I copied ryan97128 exactly on his set up except there was no need for the battery and I am not experienced enough to put in extra LEDs, so no cool blue hue. For how to break into an Ipod Shuffle, there was this instructable from technochicken which was most helpful.
To avoid redundance, I will assume that you will be able to follow ryan97128 on how to set up the circuit board from the controller and have the Ipod taken apart and ready to go.
Total cost for this project was about $40 for me, the only things I needed to buy were a used Ipod shuffle off eBay and a connector cable for it (you won't be able to use the included stand in my design).
Step 1: Materials
Original NES controller
used Ipod Shuffle, must be 2nd or 3rd gen (the more used the cheaper)

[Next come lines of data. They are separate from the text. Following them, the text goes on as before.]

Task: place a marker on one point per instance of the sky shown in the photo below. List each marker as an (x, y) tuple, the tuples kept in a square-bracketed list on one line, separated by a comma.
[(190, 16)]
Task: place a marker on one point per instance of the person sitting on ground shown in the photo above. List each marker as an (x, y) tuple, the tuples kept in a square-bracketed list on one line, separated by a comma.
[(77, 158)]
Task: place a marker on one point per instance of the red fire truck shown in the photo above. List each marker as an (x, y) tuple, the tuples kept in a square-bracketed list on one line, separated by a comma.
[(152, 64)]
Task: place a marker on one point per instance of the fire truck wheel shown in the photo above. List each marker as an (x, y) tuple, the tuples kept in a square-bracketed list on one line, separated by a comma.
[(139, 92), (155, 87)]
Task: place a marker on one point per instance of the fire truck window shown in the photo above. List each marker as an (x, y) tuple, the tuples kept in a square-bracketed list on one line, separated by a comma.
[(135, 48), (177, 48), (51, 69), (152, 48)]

Ipod shuffle connector cable, not a stand (see picture)
hot glue gun
20W soldering iron and solder
swiss army knife (any multi-tool will do)
needle nose pliers
Step 2: Prep Ipod
Deftly remove the buttons by sliding a flat edge (like a small knife) underneath them and prying upwards. You are trying to preserve the two sides of the button which are very small circuit lines on either side of the button (see second picture).
Also, fold out the headphone port like it is in the second pic, it will make it easier to fit in the controller
Do not remove the metal covering around the buttons, this will help you not touch stuff.

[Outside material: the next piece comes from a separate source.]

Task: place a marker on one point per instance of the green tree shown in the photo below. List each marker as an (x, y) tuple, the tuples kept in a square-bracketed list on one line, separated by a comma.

Make sure the Ipod is switched to On and Shuffle before you remove the casing
Step 3: Prep Controller
-you will need five buttons, i used the d-pad and A-button, so prepare your circuit breaks appropriately
-I didn't pay much attention to neatness like ryan did, but this project wont be as crowded as his so it is not as important
-save the cord, it conveniently has 5 different colored wires that are useful for the next steps
-prepare the circuit tracks to be soldered to wires by removing their protective covering as described in ryans project
Besides the circuits, you don't need to remove much inside this controller, just a few obstacles on the front piece's inside face. I also prepared the cord hole to fit the headphone jack.
Hot glue the unused buttons down, not necessary, but I found this to be convenient.
Step 4: Lets Solder!
To attach them to the Ipod is a little more delicate:
-do not use a really hot soldering iron, I used a 20W and it should be plenty
-do not fry your Ipod by touching things other than the now stripped buttons
I found it easiest if I had a little blob of solder already on my wires, this kept me from getting solder all over a very tiny circuit. Attach one of each color wire to either side of its desired button, I tried to keep continuity with the d-pad for the outer buttons and A being play/pause.
Test each button after soldering.
I found it helpful to work from the bottom up on the Ipod
The second picture is horribly out of focus so I apologize. If you can, try and get the main idea of what I did, its not that different to what ryan did in his.
Step 5: Finish Up and Enjoy!
Test everything before you screw it together.
I glued the apple logo from the bottom of the Ipod sync and recharge stand purely for aesthetically pleasing reasons.